# Principal component analysis

We use here PCA to perform dimensionality reduction, first to explore how the method works and how well its perform in compressing the data at hand; and then whether it is a useful preprocessing of other learning algorithms (here, logistic regression).

**There are 5 questions to answer.**

In [None]:
import os
import tensorflow as tf
import numpy as np
import matplotlib.pyplot as plt

# set up the random number generator: given seed for reproducibility, None otherwise
# (see https://numpy.org/doc/stable/reference/random/generator.html#numpy.random.default_rng)
my_seed = 1
rng = np.random.default_rng(seed=my_seed) 

## Loading the MNIST dataset

we consider performing PCA on the standard MNIST dataset already encountered in few times in the hands-on.

In [None]:
# load data from Keras, values between 0 and 255 initially
(x_train_full, y_train_full), (x_test_full, y_test_full) = tf.keras.datasets.mnist.load_data()
print('initial data type for images = ',x_train_full.dtype,', initial data shape = ',x_train_full.shape)
print('initial data type for labels = ',y_train_full.dtype,', initial label shape = ',y_train_full.shape,'\n')
    
# renormalize to have data between 0 and 1; could alternatively use built-in rescaling function
# such as https://scikit-learn.org/stable/modules/generated/sklearn.preprocessing.StandardScaler.html
x_train_full = x_train_full/255. 
x_test_full = x_test_full/255.
print('Train set: data set size =',x_train_full.shape[0])
print('Test set:  data set size =',x_test_full.shape[0])

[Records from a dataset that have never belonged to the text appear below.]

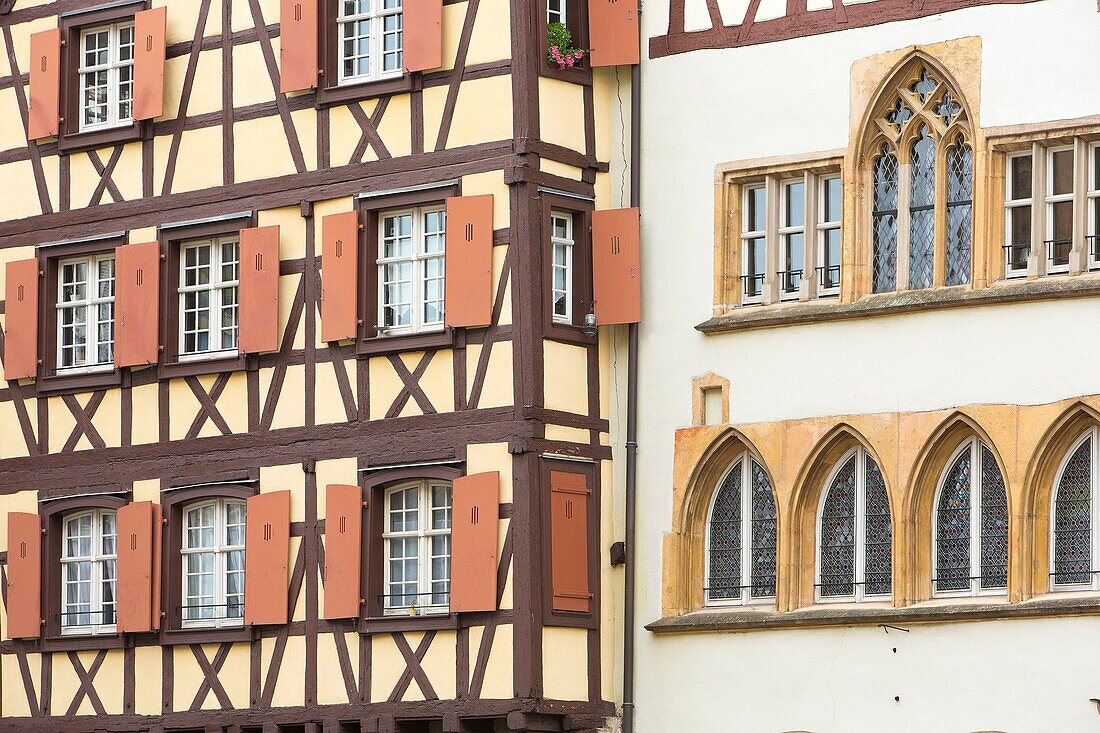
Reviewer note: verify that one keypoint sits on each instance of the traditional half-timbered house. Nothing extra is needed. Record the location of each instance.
(310, 363)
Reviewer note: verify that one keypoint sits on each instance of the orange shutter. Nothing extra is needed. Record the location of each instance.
(343, 534)
(266, 556)
(616, 266)
(469, 261)
(139, 547)
(613, 32)
(136, 295)
(298, 59)
(44, 116)
(339, 276)
(569, 540)
(422, 34)
(260, 269)
(149, 63)
(24, 578)
(21, 336)
(475, 506)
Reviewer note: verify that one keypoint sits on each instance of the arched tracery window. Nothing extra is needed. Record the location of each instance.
(741, 537)
(854, 533)
(970, 527)
(920, 135)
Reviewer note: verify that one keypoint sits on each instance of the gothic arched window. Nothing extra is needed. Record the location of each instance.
(854, 533)
(741, 537)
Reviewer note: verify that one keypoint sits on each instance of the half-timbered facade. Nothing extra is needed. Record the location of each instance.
(310, 350)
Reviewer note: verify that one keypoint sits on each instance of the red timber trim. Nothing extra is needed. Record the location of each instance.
(259, 302)
(343, 542)
(21, 339)
(475, 510)
(616, 266)
(266, 558)
(24, 576)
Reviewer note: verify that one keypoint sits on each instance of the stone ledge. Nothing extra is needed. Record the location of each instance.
(890, 304)
(747, 620)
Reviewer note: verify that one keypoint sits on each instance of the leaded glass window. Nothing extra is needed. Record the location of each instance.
(855, 535)
(741, 537)
(970, 525)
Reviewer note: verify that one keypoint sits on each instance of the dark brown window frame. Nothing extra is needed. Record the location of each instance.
(573, 619)
(171, 238)
(50, 258)
(70, 138)
(581, 209)
(369, 341)
(53, 514)
(329, 68)
(172, 570)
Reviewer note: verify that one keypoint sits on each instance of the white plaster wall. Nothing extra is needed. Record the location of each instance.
(785, 98)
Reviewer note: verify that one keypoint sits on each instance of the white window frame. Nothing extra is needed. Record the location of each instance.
(564, 263)
(418, 259)
(376, 19)
(90, 305)
(860, 595)
(113, 66)
(422, 534)
(1092, 437)
(98, 560)
(217, 288)
(220, 550)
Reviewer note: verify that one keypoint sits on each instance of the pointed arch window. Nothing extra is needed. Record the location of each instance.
(921, 166)
(855, 536)
(970, 525)
(741, 537)
(1074, 539)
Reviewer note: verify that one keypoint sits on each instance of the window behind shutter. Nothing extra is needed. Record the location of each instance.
(469, 261)
(422, 34)
(266, 557)
(139, 567)
(260, 267)
(613, 30)
(616, 266)
(21, 309)
(149, 63)
(569, 540)
(44, 118)
(475, 507)
(298, 58)
(343, 524)
(339, 276)
(136, 298)
(24, 578)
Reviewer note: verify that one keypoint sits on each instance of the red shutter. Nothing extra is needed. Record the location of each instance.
(44, 116)
(422, 34)
(260, 269)
(339, 276)
(613, 32)
(569, 540)
(475, 507)
(24, 578)
(469, 261)
(21, 336)
(298, 59)
(343, 535)
(266, 556)
(136, 295)
(149, 63)
(616, 266)
(139, 567)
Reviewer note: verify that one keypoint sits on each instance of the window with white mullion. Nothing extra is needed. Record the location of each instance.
(106, 72)
(89, 572)
(86, 313)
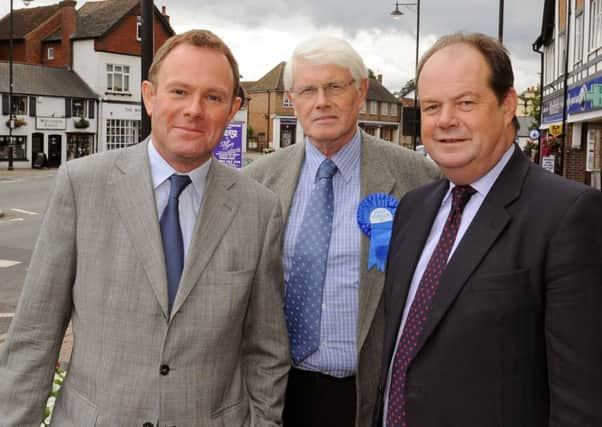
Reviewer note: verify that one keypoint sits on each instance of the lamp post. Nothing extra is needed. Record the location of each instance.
(396, 14)
(11, 116)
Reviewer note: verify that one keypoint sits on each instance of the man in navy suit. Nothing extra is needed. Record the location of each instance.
(493, 289)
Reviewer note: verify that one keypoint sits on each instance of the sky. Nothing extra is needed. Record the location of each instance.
(261, 33)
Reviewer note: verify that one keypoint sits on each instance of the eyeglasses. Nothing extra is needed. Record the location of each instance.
(335, 88)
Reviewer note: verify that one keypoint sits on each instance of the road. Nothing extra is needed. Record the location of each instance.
(23, 196)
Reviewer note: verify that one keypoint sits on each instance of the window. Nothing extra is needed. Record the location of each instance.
(549, 66)
(562, 51)
(373, 107)
(121, 133)
(595, 24)
(286, 103)
(78, 107)
(578, 50)
(19, 105)
(139, 28)
(19, 146)
(384, 108)
(118, 78)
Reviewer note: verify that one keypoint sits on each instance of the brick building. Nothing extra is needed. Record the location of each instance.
(100, 42)
(581, 57)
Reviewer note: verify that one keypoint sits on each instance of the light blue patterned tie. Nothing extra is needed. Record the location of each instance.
(303, 300)
(171, 234)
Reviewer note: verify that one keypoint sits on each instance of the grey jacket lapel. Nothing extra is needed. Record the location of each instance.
(288, 176)
(217, 212)
(375, 178)
(135, 203)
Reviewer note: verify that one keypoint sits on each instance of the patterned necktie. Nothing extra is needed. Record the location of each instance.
(171, 234)
(303, 300)
(419, 310)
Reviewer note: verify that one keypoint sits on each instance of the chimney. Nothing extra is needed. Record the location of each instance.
(68, 27)
(164, 13)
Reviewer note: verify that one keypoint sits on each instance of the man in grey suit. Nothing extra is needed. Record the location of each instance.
(333, 303)
(209, 349)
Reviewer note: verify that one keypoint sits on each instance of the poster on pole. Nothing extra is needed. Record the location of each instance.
(229, 149)
(547, 163)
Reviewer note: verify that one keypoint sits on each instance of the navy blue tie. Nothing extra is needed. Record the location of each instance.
(303, 300)
(171, 234)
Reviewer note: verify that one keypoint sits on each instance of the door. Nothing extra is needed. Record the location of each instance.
(54, 151)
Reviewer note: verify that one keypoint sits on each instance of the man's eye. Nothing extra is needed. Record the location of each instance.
(430, 108)
(214, 98)
(466, 105)
(336, 87)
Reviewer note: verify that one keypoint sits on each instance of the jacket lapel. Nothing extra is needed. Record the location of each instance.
(217, 213)
(374, 178)
(135, 204)
(490, 221)
(287, 176)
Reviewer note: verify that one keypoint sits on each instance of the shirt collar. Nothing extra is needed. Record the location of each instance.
(484, 184)
(161, 170)
(346, 159)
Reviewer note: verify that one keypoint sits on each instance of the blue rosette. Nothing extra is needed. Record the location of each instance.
(375, 218)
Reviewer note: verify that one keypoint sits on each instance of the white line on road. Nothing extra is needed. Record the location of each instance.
(6, 263)
(24, 211)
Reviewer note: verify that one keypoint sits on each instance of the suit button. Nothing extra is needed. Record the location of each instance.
(164, 370)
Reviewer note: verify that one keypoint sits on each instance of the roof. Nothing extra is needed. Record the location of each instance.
(45, 81)
(26, 20)
(273, 80)
(95, 18)
(377, 92)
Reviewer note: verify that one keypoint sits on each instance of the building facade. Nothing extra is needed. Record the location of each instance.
(274, 125)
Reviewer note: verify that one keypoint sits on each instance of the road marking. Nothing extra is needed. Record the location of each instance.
(6, 263)
(24, 211)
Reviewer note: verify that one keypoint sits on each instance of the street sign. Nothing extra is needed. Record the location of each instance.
(555, 130)
(534, 134)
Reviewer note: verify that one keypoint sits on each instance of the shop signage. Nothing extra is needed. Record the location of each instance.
(53, 123)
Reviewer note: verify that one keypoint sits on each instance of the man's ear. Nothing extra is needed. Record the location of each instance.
(148, 95)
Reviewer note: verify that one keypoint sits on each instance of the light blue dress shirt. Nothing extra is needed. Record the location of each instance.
(191, 197)
(336, 355)
(482, 187)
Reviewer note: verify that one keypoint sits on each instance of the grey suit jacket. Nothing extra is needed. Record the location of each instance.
(221, 359)
(384, 168)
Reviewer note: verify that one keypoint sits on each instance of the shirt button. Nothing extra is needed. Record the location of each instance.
(164, 370)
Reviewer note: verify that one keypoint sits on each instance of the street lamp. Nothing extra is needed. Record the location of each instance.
(11, 116)
(396, 14)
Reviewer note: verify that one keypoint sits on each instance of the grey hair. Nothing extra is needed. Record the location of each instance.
(326, 50)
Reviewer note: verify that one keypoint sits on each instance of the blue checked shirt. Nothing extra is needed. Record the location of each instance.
(336, 355)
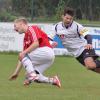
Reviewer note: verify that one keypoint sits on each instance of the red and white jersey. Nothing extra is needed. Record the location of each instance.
(33, 34)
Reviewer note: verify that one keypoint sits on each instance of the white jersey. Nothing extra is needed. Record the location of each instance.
(72, 37)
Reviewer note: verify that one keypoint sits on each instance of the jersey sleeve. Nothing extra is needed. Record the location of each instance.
(82, 30)
(35, 32)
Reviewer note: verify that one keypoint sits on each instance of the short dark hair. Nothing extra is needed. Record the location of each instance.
(69, 11)
(21, 19)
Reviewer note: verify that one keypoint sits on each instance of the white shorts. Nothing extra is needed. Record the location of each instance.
(42, 55)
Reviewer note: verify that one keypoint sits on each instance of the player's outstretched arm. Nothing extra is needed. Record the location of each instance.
(16, 72)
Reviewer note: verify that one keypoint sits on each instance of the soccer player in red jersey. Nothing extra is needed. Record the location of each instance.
(37, 54)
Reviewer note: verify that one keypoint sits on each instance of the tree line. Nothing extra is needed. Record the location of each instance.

# reshape the data points, which are 28x28 tensors, into a single vector of size 28x28=784
x_train_full = x_train_full.reshape((x_train_full.shape[0], 784))
x_test_full = x_test_full.reshape((x_test_full.shape[0], 784))

# shuffle data
indices = np.random.permutation(x_train_full.shape[0])
x_train_full = x_train_full[indices]
y_train_full = y_train_full[indices]
indices = np.random.permutation(x_test_full.shape[0])
x_test_full = x_test_full[indices]
y_test_full = y_test_full[indices]

We can plot the first elements of the resulting data set in order to see what they looks like, in particular when binarization is performed.

In [None]:
plt.figure(figsize=(10, 10))
for i in range(25):
    plt.subplot(5, 5, i+1)
    plt.xticks([])
    plt.yticks([])
    plt.grid(False)
    # color map = binary, other choices here https://matplotlib.org/stable/tutorials/colors/colormaps.html
    plt.imshow(x_train_full[i].reshape(28,28), cmap=plt.cm.binary)     
    plt.title(y_train_full[i])
plt.show()

## Performing PCA

We use the PCA as implemented in scikit-learn https://scikit-learn.org/stable/modules/generated/sklearn.decomposition.PCA.html, see also https://scikit-learn.org/stable/modules/decomposition.html#pca

In [None]:
# importing the required class
from sklearn import decomposition

# initializing the pca
pca = decomposition.PCA()
pca.n_components = 784
pca_data = pca.fit_transform(x_train_full)

We can then plot the various eigenvalues of the empirical covariance, and the percentage of the explained variance as a function of the eigenvalue number.

**Question 1.** Compute the percentage of explained variance.

In [None]:
percentage_var_explained = pca.explained_variance_ / np.sum(pca.explained_variance_)
cum_var_explained = np.cumsum(percentage_var_explained)
# alternatively, one could directly use 
# cum_var_explained = np.cumsum(pca.explained_variance_ratio_)

In [None]:
# Plot the PCA spectrum
fig, (ax1, ax2) = plt.subplots(1,2,figsize=(12, 4))
ax1.plot(pca.explained_variance_ratio_, linewidth=2)
#ax1.semilogy(pca.explained_variance_, linewidth=2)
ax1.grid()
ax1.set_xlabel('Index of component')
ax1.set_ylabel('Covariance eigenvalue')
ax1.set_xlim(0,100)
ax2.plot(cum_var_explained, linewidth=2)
ax2.grid()
ax2.set_xlabel('Number of components')
ax2.set_ylabel('Fraction of cumulative explained variance')
plt.show()

**Question 2.** Write a function which gives the number of components required to attain a certain percentage of the total variance. How many components are needed to retrieve 50% of the total variance? 80%?

In [None]:
fraction = 0.5
booleans_cum_var = (cum_var_explained < fraction).astype('uint8')
index = booleans_cum_var.argmin()+1
print("For a fraction",fraction,"of the total variance, one needs",index,"components")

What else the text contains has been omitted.